I put 3 snapped cooked asparagus spears lengthwise along the crepe and then crumbled some goat cheese – I used Bucheron – over the top, while the crepe was still very hot. Then rolled the crepe into a long cylinder so that the gooey goat cheese melted over the asparagus. To serve, I ground some fresh black pepper over the top and served immediately.
Notes: I do not usually buy into something that I can only use for one thing but when I first bought my crepe pan that is what I thought I was doing. It was only after I began cooking with it did I find it so useful with other things. As the sides of crepe pans are so low, using one makes it so much easy to flip thin or potential melting things, such as the goat cheese in my Warm Goat Cheese Salad with Pickled Peppers. The pans are also on sale at the moment at Sur La Table, so now is a perfect time to pick one up. I have the largest sized, the 9.5 inch pan.
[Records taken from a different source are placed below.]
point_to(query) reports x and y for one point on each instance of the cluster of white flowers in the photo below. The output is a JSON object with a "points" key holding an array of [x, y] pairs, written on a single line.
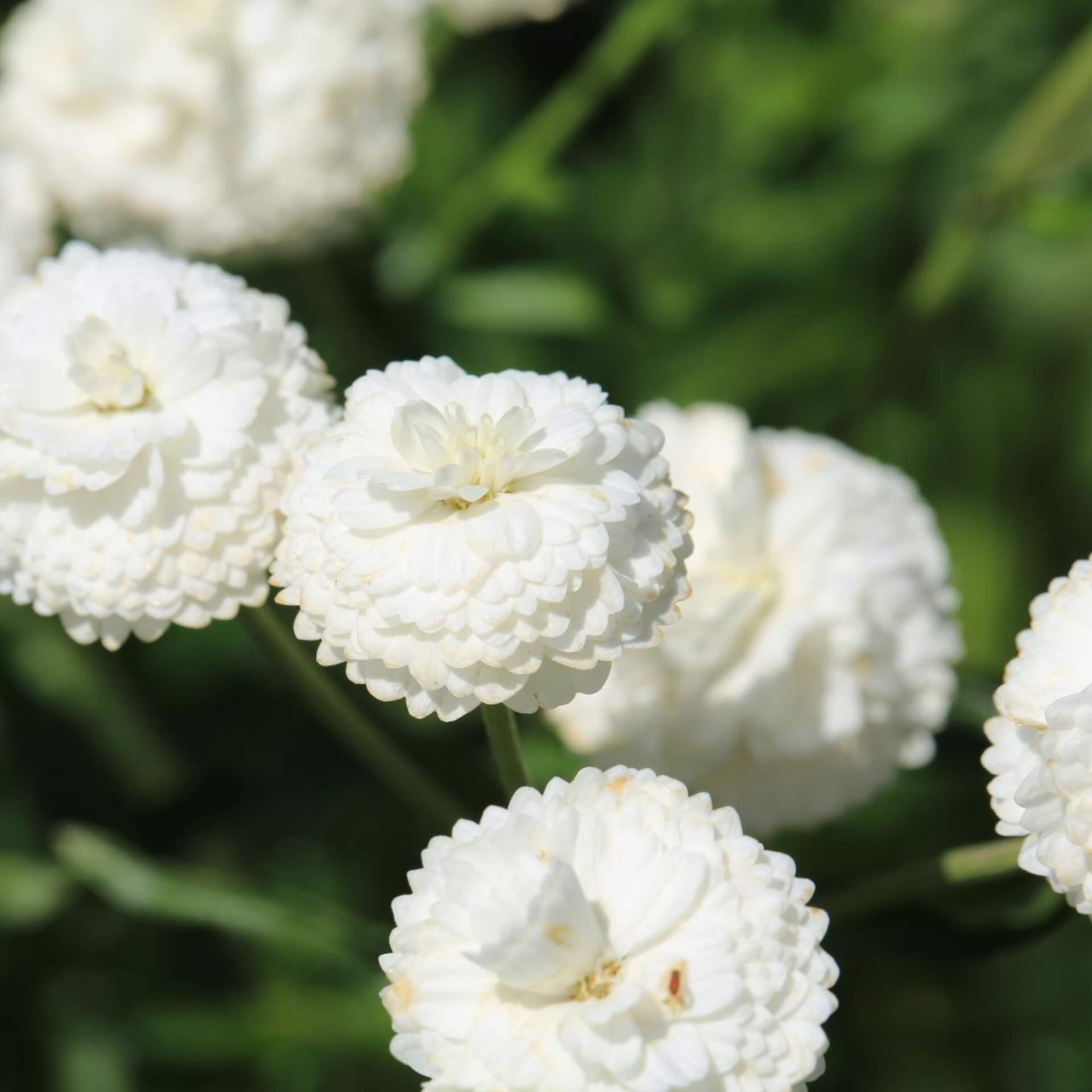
{"points": [[460, 540], [150, 410], [1042, 742], [474, 15], [213, 126], [816, 655], [610, 934], [27, 218]]}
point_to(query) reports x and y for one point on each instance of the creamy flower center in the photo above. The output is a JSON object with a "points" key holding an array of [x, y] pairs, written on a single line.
{"points": [[554, 945], [102, 367], [460, 461]]}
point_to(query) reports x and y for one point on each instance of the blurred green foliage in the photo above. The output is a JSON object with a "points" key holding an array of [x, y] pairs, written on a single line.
{"points": [[748, 217]]}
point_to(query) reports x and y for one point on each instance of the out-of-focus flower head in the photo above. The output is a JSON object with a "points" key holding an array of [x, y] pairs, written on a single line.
{"points": [[816, 655], [213, 126], [1042, 741], [27, 218], [475, 15], [150, 411]]}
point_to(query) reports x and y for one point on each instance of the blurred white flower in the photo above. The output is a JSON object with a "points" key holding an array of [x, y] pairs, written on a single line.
{"points": [[815, 657], [460, 540], [613, 933], [474, 15], [149, 412], [213, 126], [27, 218], [1042, 752]]}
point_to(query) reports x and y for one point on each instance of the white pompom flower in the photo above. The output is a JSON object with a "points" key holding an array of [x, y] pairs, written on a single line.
{"points": [[214, 126], [461, 540], [27, 218], [1042, 741], [475, 15], [816, 656], [150, 409], [610, 934]]}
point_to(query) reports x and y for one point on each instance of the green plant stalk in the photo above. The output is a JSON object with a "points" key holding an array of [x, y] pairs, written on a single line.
{"points": [[1010, 168], [140, 886], [923, 879], [346, 720], [411, 264], [504, 735]]}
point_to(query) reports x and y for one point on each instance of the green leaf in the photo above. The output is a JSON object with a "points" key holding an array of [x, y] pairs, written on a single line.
{"points": [[31, 891], [524, 300], [139, 886]]}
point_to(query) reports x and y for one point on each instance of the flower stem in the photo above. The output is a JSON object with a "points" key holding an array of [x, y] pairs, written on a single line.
{"points": [[1019, 152], [921, 879], [410, 264], [504, 737], [349, 722]]}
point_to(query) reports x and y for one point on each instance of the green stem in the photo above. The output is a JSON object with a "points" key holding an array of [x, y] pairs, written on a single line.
{"points": [[410, 264], [922, 879], [504, 737], [1010, 168], [349, 722]]}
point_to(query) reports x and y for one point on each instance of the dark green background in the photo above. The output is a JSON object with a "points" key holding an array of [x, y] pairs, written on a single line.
{"points": [[744, 220]]}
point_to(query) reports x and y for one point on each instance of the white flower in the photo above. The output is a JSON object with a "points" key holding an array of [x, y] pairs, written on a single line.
{"points": [[1042, 752], [815, 657], [27, 218], [614, 933], [474, 15], [213, 125], [149, 410], [460, 540]]}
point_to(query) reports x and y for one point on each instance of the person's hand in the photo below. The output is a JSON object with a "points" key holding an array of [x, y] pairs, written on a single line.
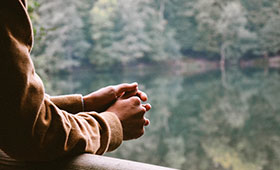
{"points": [[131, 113], [102, 99]]}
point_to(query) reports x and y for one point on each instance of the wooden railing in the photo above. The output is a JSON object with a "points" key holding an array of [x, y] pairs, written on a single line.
{"points": [[81, 162]]}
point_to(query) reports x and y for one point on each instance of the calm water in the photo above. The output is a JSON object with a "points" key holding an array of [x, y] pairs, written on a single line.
{"points": [[200, 122]]}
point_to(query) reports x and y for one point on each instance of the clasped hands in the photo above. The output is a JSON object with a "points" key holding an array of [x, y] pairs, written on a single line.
{"points": [[125, 101]]}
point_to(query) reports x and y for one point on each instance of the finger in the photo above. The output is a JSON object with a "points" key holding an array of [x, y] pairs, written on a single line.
{"points": [[143, 96], [147, 106], [120, 89], [129, 94], [147, 122]]}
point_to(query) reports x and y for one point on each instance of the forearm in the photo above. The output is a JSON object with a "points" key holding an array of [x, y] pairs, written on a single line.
{"points": [[32, 127], [73, 103]]}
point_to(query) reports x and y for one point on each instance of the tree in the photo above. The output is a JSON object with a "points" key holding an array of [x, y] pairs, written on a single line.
{"points": [[129, 31]]}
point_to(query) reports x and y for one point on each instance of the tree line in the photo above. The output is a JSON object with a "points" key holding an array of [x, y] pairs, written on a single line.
{"points": [[113, 33]]}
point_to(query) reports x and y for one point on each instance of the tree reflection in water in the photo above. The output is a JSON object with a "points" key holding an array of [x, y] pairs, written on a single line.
{"points": [[197, 123]]}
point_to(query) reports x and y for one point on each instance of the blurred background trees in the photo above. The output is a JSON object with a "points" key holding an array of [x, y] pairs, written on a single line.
{"points": [[111, 33]]}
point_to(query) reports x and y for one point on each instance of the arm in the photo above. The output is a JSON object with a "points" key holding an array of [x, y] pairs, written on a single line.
{"points": [[70, 103], [32, 127]]}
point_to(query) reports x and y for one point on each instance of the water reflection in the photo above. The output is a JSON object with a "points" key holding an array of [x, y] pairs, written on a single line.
{"points": [[197, 123]]}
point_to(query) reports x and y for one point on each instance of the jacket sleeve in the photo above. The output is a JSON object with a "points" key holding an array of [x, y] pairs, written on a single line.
{"points": [[32, 127]]}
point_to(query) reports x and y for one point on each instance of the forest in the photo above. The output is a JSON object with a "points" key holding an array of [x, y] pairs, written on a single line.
{"points": [[224, 119], [110, 34]]}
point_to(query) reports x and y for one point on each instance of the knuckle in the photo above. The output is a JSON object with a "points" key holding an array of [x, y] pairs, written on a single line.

I find the crepes come out more perfect looking if I pour the batter into the pan in one or two additions rather than several. I do this by using measured ladles, this way I know exactly how much I am pouring in the pan at one time. I have them in a couple of sizes, 2 fluid ounces and 4 fluid ounces. I usually use my 2 fl oz for crepes and just pour one and a half filled ladles into the pan.
7 fluid oz whole milk
3 fluid oz water
1 cup plain flour (4 oz)
Pinch table salt
2 large eggs
2 tbsp melted unsalted butter, plus more for greasing the pan
1. Combine milk and water. Sift flour and salt into a large mixing bowl. Make a well in the center of the flour. Break eggs into well and whisk to mix. Begin adding milk mixture in small amounts, whisking to combine. At the end the batter should have the consistency of cream. Add melted butter and stir to combine.
2. Place crepe pan over high heat. Turn heat down to medium and grease pan with a little butter on a paper towel. Add 3-4 fluid oz of batter and turn pan to coat bottom of pan. Allow to cook for 2 minutes and then loosen the edge with a spatula and flip. Allow to cook for 1 minute.
3. Remove crepe from pan and add fillings or toppings.